More often than not, as my pastor puts it, “The Lord speaks to us in sentences not paragraphs.” The whole story would be too overwhelming for us!
 
But there are some practical things that you can do to adopt a farsighted approach in your life.
 
Again, it starts with your relationship with Jesus, and grows as you exercise faith in His plan for you.
 
Paul says this in II Corinthians 4:18, “We fix our eyes not on what is seen, but on what is unseen.” Creating a vision for your future will require faith.
 
I want to challenge you … before you embark on this college journey, decide who you want to be and who you want to become.
 
What type of character do you want to possess?
 
In this new season of your life, who do you want to be as a son or daughter, friend, roommate, boyfriend, girlfriend, leader … who do you want to be?
 
Peter’s list is a great starting point!
 
Have a plan for dealing with difficult situations that stand in opposition to your faith and your character.
 
Who you become will go a long way in determining what you become.
 
I encourage you to involve others in seeking God’s vision for your future.
 
These individuals should be trustworthy and willing to speak truth into your life no matter the circumstances, which includes your family, friends, pastors, professors, and anyone who you believe will bring Godly wisdom to your journey.
 
I want close with a few questions for you to consider.

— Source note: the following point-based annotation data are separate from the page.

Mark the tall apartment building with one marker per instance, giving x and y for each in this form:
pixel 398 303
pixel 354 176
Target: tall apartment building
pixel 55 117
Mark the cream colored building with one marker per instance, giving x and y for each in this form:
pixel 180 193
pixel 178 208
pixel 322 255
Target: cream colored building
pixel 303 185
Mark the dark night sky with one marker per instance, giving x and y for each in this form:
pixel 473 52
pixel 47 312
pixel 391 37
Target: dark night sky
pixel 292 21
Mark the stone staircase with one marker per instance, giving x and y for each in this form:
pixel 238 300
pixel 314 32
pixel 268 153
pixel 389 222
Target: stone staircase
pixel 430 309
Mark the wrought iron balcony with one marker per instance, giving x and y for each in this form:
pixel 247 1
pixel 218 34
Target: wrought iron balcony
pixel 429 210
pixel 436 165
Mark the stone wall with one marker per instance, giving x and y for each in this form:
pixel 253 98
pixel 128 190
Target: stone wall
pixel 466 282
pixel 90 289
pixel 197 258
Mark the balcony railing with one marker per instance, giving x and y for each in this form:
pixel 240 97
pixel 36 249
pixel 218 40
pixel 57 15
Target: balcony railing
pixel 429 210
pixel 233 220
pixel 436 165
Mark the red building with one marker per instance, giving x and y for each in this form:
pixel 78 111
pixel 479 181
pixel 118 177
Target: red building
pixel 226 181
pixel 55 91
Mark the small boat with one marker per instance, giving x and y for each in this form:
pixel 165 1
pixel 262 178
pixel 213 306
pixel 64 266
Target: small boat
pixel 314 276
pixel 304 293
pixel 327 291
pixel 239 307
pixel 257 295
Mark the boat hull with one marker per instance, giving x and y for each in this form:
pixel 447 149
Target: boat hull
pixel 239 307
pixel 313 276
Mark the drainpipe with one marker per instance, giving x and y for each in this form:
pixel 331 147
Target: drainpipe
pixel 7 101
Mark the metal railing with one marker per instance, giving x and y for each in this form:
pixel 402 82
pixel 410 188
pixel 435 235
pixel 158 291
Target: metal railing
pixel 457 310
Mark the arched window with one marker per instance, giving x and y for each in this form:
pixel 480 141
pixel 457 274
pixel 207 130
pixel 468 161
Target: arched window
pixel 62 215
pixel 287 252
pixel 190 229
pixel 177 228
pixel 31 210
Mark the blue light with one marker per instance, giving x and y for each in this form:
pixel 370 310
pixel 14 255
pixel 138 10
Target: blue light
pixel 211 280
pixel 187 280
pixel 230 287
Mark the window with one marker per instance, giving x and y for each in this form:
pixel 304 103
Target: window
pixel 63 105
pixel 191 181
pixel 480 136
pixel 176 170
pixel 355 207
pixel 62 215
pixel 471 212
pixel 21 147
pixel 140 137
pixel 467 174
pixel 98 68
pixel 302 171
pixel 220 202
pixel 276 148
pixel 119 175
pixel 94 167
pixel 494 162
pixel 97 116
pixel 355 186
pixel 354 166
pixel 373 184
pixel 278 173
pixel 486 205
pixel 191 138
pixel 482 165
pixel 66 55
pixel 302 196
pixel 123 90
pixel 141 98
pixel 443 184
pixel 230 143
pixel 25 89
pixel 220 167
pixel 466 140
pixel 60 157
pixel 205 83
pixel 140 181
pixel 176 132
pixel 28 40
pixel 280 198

If you were to sit down tomorrow with future you (5 years, 10 years …), what kind of person would you hope that you have become? What things would you hope that you have accomplished? What kind of impact would you hope to have for the Kingdom of God?
 
For some of you, life is easier when you are able to focus on that which is directly in front of you. For others, you are constantly thinking about the future and what could be.
 
I want to encourage you to find a balance between being nearsighted and farsighted in your approach to life. I am confident that this will help you connect with God’s vision for your life.
 
Enjoy the journey and know that you have a school family here at Liberty Christian that loves you, prays for you, and will be here for you. We are all so proud of you, and you will always have a home at Liberty. Once a Warrior, always a Warrior!